Am I missing something simple?
This might not fix your problem, but I don't see any code to put the terminating null character in buffer. Try:
// Reserve one character for the null terminator.
ssize_t n = read(fd, buffer, BUFFERSIZE-1);
if ( n == -1 )
{
// Deal with error.
printf("Unable to read the contents of the file.\n");
exit(1); //???
}
buffer[n] = '\0';
The three cat options that you implement have different "modes":
-T replaces a character (no tab is written);
-E prepends a character with additional output (the new-line character is still written);
-n prepends each line with additional output.

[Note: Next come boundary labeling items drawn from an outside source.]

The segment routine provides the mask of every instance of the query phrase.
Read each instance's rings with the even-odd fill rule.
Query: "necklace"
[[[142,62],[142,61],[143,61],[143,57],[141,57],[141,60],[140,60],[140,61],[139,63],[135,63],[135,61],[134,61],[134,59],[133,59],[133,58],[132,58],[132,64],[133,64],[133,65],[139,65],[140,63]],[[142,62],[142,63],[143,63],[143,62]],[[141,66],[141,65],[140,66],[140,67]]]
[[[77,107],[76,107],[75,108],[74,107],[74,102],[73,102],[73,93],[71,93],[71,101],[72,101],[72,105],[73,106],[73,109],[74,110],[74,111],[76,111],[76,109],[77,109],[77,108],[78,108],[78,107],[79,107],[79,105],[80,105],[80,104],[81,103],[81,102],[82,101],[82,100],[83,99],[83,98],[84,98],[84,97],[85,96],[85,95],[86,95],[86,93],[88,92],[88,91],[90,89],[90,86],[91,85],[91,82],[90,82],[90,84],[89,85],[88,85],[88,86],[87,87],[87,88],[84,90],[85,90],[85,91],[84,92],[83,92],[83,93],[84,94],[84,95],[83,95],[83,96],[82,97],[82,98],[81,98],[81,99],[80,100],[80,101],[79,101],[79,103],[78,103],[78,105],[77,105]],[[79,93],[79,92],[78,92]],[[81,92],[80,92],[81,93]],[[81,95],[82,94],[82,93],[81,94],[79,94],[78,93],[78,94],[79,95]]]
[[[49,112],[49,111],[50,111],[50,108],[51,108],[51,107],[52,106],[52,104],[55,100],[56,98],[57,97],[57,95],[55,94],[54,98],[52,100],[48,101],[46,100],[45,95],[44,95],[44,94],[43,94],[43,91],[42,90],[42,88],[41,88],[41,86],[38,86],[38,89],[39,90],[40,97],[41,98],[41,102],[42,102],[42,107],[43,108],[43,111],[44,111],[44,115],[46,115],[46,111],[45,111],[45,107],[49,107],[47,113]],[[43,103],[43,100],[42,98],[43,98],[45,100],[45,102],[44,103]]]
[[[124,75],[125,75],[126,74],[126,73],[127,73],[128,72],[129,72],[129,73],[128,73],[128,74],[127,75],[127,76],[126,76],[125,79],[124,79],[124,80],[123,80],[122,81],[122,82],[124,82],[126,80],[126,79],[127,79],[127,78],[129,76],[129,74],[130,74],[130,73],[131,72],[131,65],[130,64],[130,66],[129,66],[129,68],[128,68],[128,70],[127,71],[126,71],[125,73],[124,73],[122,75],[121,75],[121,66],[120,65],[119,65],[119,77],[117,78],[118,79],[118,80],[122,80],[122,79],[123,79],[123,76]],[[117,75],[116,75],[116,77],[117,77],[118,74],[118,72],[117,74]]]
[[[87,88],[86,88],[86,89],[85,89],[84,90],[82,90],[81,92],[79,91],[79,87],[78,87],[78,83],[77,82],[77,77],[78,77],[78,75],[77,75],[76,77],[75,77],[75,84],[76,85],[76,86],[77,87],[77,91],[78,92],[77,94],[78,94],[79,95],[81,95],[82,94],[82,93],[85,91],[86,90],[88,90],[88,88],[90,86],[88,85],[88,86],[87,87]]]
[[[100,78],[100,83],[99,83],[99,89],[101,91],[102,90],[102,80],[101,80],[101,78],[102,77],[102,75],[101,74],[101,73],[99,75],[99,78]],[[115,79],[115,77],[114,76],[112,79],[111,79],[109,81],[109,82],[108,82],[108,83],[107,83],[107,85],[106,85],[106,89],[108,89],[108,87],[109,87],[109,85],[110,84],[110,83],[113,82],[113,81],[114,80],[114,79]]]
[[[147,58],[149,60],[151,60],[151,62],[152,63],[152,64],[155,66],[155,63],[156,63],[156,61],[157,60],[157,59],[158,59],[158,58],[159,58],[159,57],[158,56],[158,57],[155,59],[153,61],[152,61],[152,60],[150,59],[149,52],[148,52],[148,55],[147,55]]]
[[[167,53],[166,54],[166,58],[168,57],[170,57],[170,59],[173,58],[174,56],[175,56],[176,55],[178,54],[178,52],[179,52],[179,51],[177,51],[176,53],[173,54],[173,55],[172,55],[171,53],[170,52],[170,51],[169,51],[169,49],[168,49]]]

You can handle the first two modes directly. The third mode requires information from the character before: A new line starts at the start of the file and after a new-line character has been read. So you need a flag to keep track of that.
(Your code prints a line number after a new-line character is found. That means that you have to treat the first line explicitly and that you get one too many line umber at the end. After all, a file with n lines has n new-line characters and you print n + 1 line numbers.)
Other issues:
As R Sahu has pointed out, your input isn't null-terminated. You don't really need a null terminator here: read returns the number of bytes read or an error code. You can use that number as limit for index.

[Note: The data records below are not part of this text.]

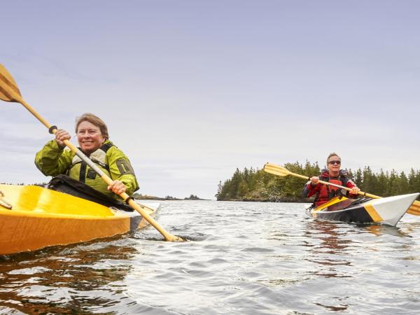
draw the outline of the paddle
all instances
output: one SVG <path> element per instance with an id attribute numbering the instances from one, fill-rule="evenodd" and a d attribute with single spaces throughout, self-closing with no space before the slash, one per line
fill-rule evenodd
<path id="1" fill-rule="evenodd" d="M 18 88 L 18 85 L 12 78 L 12 76 L 8 73 L 6 68 L 0 64 L 0 99 L 3 99 L 5 102 L 11 102 L 15 103 L 20 103 L 23 105 L 28 111 L 31 112 L 42 124 L 48 128 L 48 131 L 50 134 L 55 134 L 57 132 L 57 127 L 52 126 L 46 120 L 44 120 L 38 113 L 34 110 L 27 103 L 26 103 L 22 98 L 20 91 Z M 74 152 L 80 159 L 88 164 L 97 174 L 101 176 L 101 178 L 108 185 L 112 183 L 112 179 L 104 174 L 101 169 L 99 169 L 93 162 L 89 159 L 86 155 L 83 154 L 82 151 L 74 146 L 71 142 L 68 140 L 64 140 L 64 144 L 67 146 L 73 152 Z M 127 201 L 127 203 L 139 212 L 143 218 L 148 221 L 163 237 L 165 240 L 170 241 L 183 241 L 185 239 L 180 237 L 172 235 L 168 233 L 162 227 L 161 227 L 158 222 L 153 219 L 146 211 L 145 209 L 151 208 L 144 205 L 137 204 L 134 202 L 126 192 L 120 194 L 120 196 L 124 200 Z"/>
<path id="2" fill-rule="evenodd" d="M 288 175 L 292 175 L 293 176 L 299 177 L 300 178 L 304 178 L 304 179 L 307 179 L 307 180 L 309 179 L 309 178 L 308 176 L 305 176 L 304 175 L 300 175 L 298 174 L 293 173 L 284 167 L 282 167 L 279 165 L 276 165 L 276 164 L 272 164 L 272 163 L 266 163 L 265 165 L 264 165 L 264 168 L 262 169 L 264 169 L 264 171 L 267 173 L 277 175 L 279 176 L 286 176 Z M 332 183 L 328 183 L 328 181 L 319 181 L 318 182 L 321 183 L 323 183 L 323 184 L 330 185 L 331 186 L 337 187 L 338 188 L 345 189 L 346 190 L 349 190 L 349 191 L 351 190 L 351 189 L 349 188 L 348 187 L 340 186 L 340 185 L 336 185 L 336 184 L 334 184 Z M 369 194 L 368 192 L 363 192 L 363 191 L 360 191 L 359 195 L 362 195 L 366 196 L 366 197 L 370 197 L 370 198 L 374 198 L 374 199 L 382 198 L 382 197 L 377 196 L 375 195 Z M 411 205 L 411 206 L 407 211 L 407 213 L 413 214 L 414 216 L 420 216 L 420 202 L 419 202 L 417 200 L 414 201 L 414 202 L 413 202 L 413 204 Z"/>

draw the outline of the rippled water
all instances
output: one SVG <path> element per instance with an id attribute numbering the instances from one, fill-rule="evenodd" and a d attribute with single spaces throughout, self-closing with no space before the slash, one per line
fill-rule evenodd
<path id="1" fill-rule="evenodd" d="M 305 204 L 163 202 L 153 227 L 0 258 L 0 314 L 420 312 L 420 217 L 317 221 Z"/>

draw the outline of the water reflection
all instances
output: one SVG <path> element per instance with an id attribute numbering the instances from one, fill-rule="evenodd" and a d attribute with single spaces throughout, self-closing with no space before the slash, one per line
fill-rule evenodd
<path id="1" fill-rule="evenodd" d="M 130 260 L 139 253 L 130 243 L 118 237 L 1 257 L 0 310 L 79 314 L 115 307 L 125 298 Z"/>

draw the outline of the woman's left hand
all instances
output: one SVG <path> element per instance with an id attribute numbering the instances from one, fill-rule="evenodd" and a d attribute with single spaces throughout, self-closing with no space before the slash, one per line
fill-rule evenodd
<path id="1" fill-rule="evenodd" d="M 113 181 L 111 185 L 108 186 L 108 190 L 111 190 L 117 195 L 120 195 L 122 192 L 125 192 L 125 185 L 122 181 L 115 180 Z"/>

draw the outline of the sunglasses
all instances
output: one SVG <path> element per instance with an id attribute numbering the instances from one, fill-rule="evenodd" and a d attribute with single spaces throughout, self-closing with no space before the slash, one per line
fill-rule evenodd
<path id="1" fill-rule="evenodd" d="M 330 161 L 330 162 L 328 162 L 328 164 L 337 164 L 340 165 L 341 164 L 341 161 Z"/>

You incmenet index in the while condition, which means that you look at the character after the one you checked inside the loop, which might well be the null character. You will also miss the first character in the file.
In fact, you don't need a buffer here. When the file is larger than you buffer, you truncate it. You could call read in a loop until you read fewer bytes than BUFFERSIZE, but the simplest way in this case is to read one byte after the other and process it.

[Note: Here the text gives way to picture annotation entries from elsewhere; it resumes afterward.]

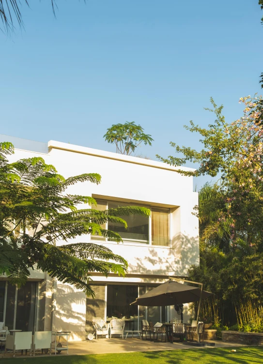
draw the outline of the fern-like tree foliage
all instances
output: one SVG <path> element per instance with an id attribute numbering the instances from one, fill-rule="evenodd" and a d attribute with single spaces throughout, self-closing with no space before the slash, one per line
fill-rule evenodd
<path id="1" fill-rule="evenodd" d="M 92 234 L 121 242 L 117 233 L 102 226 L 110 221 L 126 227 L 120 216 L 149 215 L 149 210 L 137 206 L 78 210 L 77 205 L 95 205 L 96 201 L 88 196 L 67 194 L 67 187 L 87 182 L 97 184 L 99 174 L 65 179 L 41 157 L 9 163 L 8 156 L 13 153 L 12 144 L 0 143 L 0 274 L 6 273 L 13 284 L 20 286 L 30 275 L 29 269 L 38 269 L 92 296 L 93 273 L 124 276 L 127 262 L 108 248 L 68 241 Z"/>

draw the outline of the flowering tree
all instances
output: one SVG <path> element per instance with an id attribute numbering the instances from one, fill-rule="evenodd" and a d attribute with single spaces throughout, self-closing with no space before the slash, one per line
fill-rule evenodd
<path id="1" fill-rule="evenodd" d="M 199 133 L 204 148 L 197 151 L 171 143 L 183 157 L 159 158 L 166 163 L 179 166 L 188 161 L 199 164 L 195 171 L 183 174 L 198 176 L 218 176 L 221 207 L 217 225 L 230 232 L 231 244 L 245 243 L 263 251 L 263 100 L 257 95 L 241 98 L 245 105 L 240 119 L 228 123 L 222 115 L 222 106 L 207 109 L 214 112 L 216 120 L 207 129 L 192 121 L 186 128 Z M 219 206 L 219 205 L 218 205 Z"/>

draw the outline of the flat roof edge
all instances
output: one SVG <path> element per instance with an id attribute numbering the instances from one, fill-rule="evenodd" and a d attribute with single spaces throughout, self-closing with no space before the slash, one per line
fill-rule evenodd
<path id="1" fill-rule="evenodd" d="M 55 149 L 60 149 L 67 151 L 68 152 L 72 152 L 76 153 L 88 154 L 90 155 L 94 155 L 101 158 L 114 159 L 122 162 L 134 163 L 136 164 L 141 165 L 142 166 L 147 166 L 155 168 L 159 168 L 162 169 L 168 169 L 169 170 L 174 171 L 176 171 L 178 169 L 181 169 L 182 170 L 186 171 L 196 170 L 196 169 L 193 168 L 188 168 L 188 167 L 174 167 L 173 166 L 170 166 L 170 165 L 163 163 L 162 162 L 140 158 L 138 157 L 133 157 L 131 155 L 124 155 L 117 153 L 114 153 L 111 152 L 101 151 L 99 149 L 94 149 L 93 148 L 88 148 L 87 147 L 81 147 L 79 145 L 70 144 L 69 143 L 68 144 L 67 143 L 56 141 L 55 140 L 49 140 L 47 145 L 49 150 L 53 148 Z"/>

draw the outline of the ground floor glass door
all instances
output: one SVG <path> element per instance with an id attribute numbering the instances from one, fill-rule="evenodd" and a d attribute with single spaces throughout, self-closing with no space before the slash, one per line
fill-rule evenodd
<path id="1" fill-rule="evenodd" d="M 29 281 L 19 288 L 6 282 L 4 321 L 10 330 L 34 331 L 37 287 L 36 282 Z"/>

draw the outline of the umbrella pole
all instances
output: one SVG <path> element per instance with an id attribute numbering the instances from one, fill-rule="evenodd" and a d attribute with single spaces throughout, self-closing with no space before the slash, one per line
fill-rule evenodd
<path id="1" fill-rule="evenodd" d="M 198 325 L 198 320 L 199 319 L 199 314 L 200 313 L 200 307 L 201 306 L 201 301 L 202 300 L 202 293 L 203 291 L 203 284 L 201 283 L 201 292 L 200 293 L 200 299 L 199 300 L 199 303 L 198 304 L 198 310 L 197 311 L 197 317 L 196 318 L 196 324 L 197 329 L 197 341 L 199 343 L 200 342 L 200 334 L 199 333 L 199 326 Z"/>

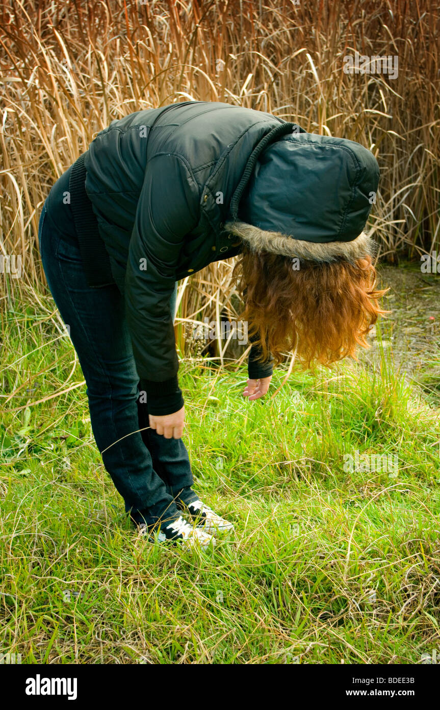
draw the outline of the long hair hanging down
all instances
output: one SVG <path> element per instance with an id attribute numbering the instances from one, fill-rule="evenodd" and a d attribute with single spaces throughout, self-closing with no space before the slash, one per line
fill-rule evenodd
<path id="1" fill-rule="evenodd" d="M 367 348 L 366 336 L 383 310 L 378 300 L 388 289 L 376 290 L 371 256 L 350 263 L 292 259 L 244 245 L 233 277 L 245 302 L 241 317 L 248 334 L 256 336 L 261 360 L 272 354 L 274 364 L 297 349 L 304 368 L 326 366 Z"/>

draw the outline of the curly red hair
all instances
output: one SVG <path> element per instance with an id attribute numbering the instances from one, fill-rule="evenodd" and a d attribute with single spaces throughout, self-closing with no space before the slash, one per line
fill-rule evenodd
<path id="1" fill-rule="evenodd" d="M 376 271 L 370 256 L 354 263 L 292 259 L 251 251 L 246 245 L 233 276 L 245 302 L 240 317 L 248 334 L 256 337 L 261 360 L 269 352 L 274 364 L 296 348 L 305 369 L 326 366 L 368 347 L 366 337 L 383 310 L 378 300 L 388 290 L 376 290 Z"/>

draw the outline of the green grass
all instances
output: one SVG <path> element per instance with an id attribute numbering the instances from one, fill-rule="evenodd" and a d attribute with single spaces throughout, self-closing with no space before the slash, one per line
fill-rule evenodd
<path id="1" fill-rule="evenodd" d="M 408 664 L 439 649 L 439 410 L 389 350 L 365 368 L 295 373 L 254 403 L 241 395 L 244 368 L 182 364 L 195 488 L 237 531 L 190 554 L 137 538 L 94 444 L 85 386 L 32 405 L 83 379 L 51 303 L 4 322 L 3 652 L 23 663 Z M 344 471 L 355 449 L 398 454 L 397 476 Z"/>

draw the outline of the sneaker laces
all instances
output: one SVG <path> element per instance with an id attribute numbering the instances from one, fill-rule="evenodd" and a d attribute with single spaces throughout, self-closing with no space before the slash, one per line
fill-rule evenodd
<path id="1" fill-rule="evenodd" d="M 226 520 L 221 515 L 219 515 L 217 513 L 215 513 L 212 508 L 207 506 L 206 503 L 203 503 L 202 501 L 196 501 L 195 503 L 191 503 L 191 508 L 193 508 L 196 512 L 200 510 L 201 514 L 205 514 L 206 520 L 214 523 L 214 525 L 223 525 L 226 523 Z"/>
<path id="2" fill-rule="evenodd" d="M 185 540 L 189 537 L 190 530 L 192 532 L 191 526 L 181 515 L 165 527 L 167 530 L 171 530 L 174 532 L 181 535 Z"/>

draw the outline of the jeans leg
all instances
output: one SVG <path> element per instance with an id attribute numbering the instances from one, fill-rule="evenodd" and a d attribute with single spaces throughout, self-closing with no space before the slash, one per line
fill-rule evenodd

You use too many compound conditions. This isn't wrong per se, but it makes for complicated code. Your main loop reads like a big switch when there are in fact only a few special cases to treat.
The way you determine the flags is both too complicated and too restricted. You chack all combinations of flags, which is 6 for the case that all flags are given. What if you add another flag? Are you going to write 24 more strcmps? Look for the minus sign as first character and then at the letters one by one, setting flags and printing error messages as you go.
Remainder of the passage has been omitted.